The root cause is structural. Manufacturing high-bandwidth memory chips for AI applications consumes wafer capacity at three to four times the rate of standard memory. With the world's biggest technology firms on track to spend an estimated six hundred and fifty billion dollars on data centre infrastructure this year alone, chipmakers have been forced to divert production toward lucrative AI server memory at the expense of conventional DRAM for smartphones, PCs, and vehicles.

Consumer Devices Caught in the Crossfire

The consequences are already being felt across the consumer electronics industry. DRAM prices have surged between eighty and ninety percent in recent quarters, with some DDR4 kits doubling in price since late twenty twenty-five. Research firm IDC now forecasts global PC sales could shrink by nearly five percent this year, while smartphone sales are expected to decline by at least two percent as manufacturers struggle to secure affordable memory.

SK Hynix, the dominant supplier of high-bandwidth memory to Nvidia with roughly fifty-seven percent market share, reported that its DRAM and NAND inventory covers just four weeks of supply. Data centres are now consuming around seventy percent of all memory chips produced globally, up from thirty-two percent five years ago.

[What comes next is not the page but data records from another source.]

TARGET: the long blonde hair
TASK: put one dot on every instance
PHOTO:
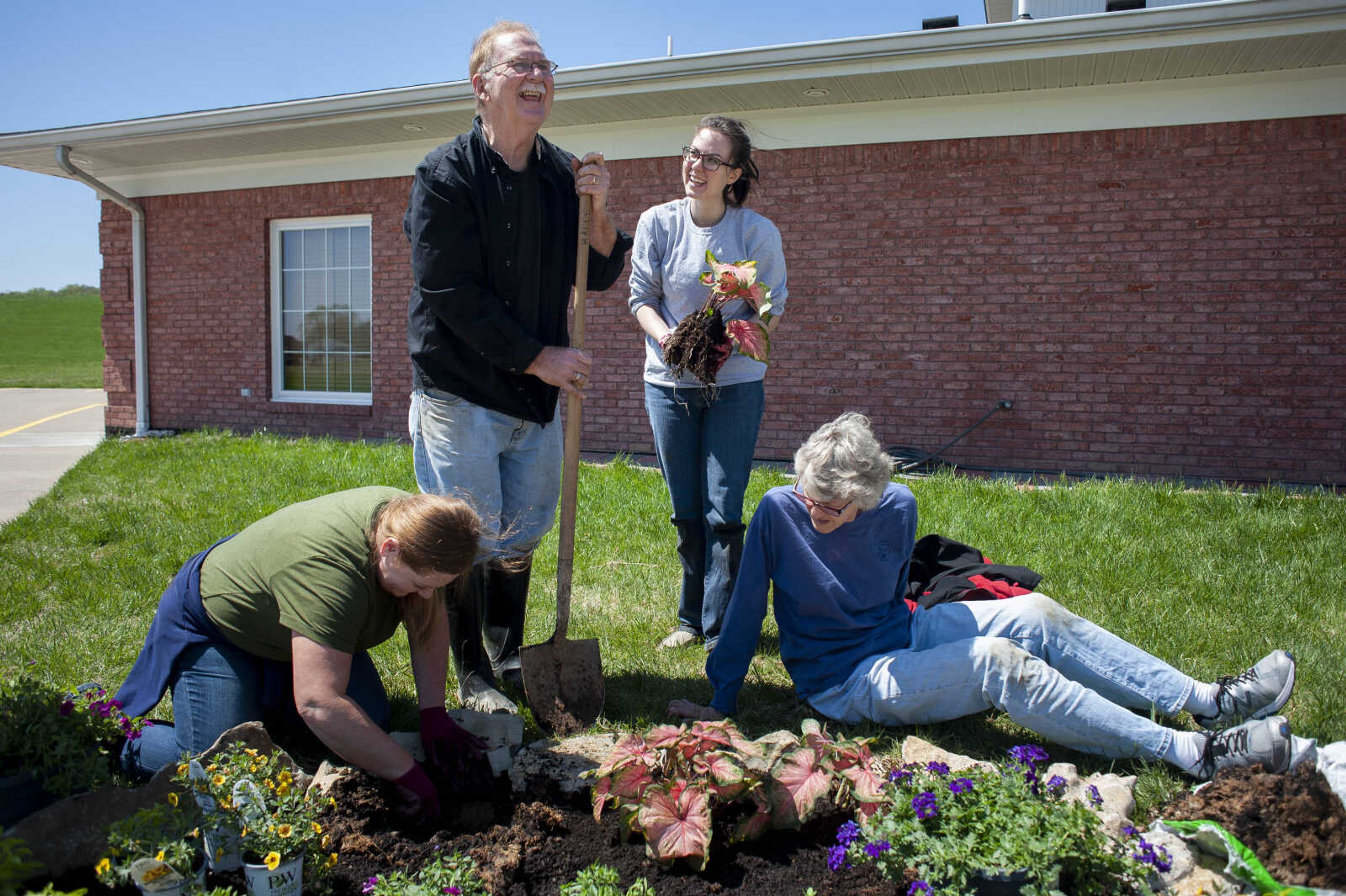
(435, 533)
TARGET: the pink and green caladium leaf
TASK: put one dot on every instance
(752, 338)
(801, 781)
(678, 824)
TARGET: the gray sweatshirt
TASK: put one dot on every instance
(669, 257)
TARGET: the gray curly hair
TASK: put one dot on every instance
(842, 462)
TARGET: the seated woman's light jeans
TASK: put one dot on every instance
(1051, 671)
(509, 470)
(217, 687)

Strategic Moves and Market Positioning

Alongside the shortage warning, Chey revealed that SK Hynix is reviewing a potential listing of American Depositary Receipts on US exchanges, a move that could help narrow the valuation gap with American peers like Micron Technology. The company is also showcasing its latest AI memory technologies at GTC, including sixth-generation HBM4 and HBM3E products.

New DRAM fabrication plants require three to five years to build, and major producers have already sold forward capacity through twenty twenty-seven and twenty twenty-eight. For hardware makers and consumers alike, the era of constrained supply and elevated prices shows no sign of easing.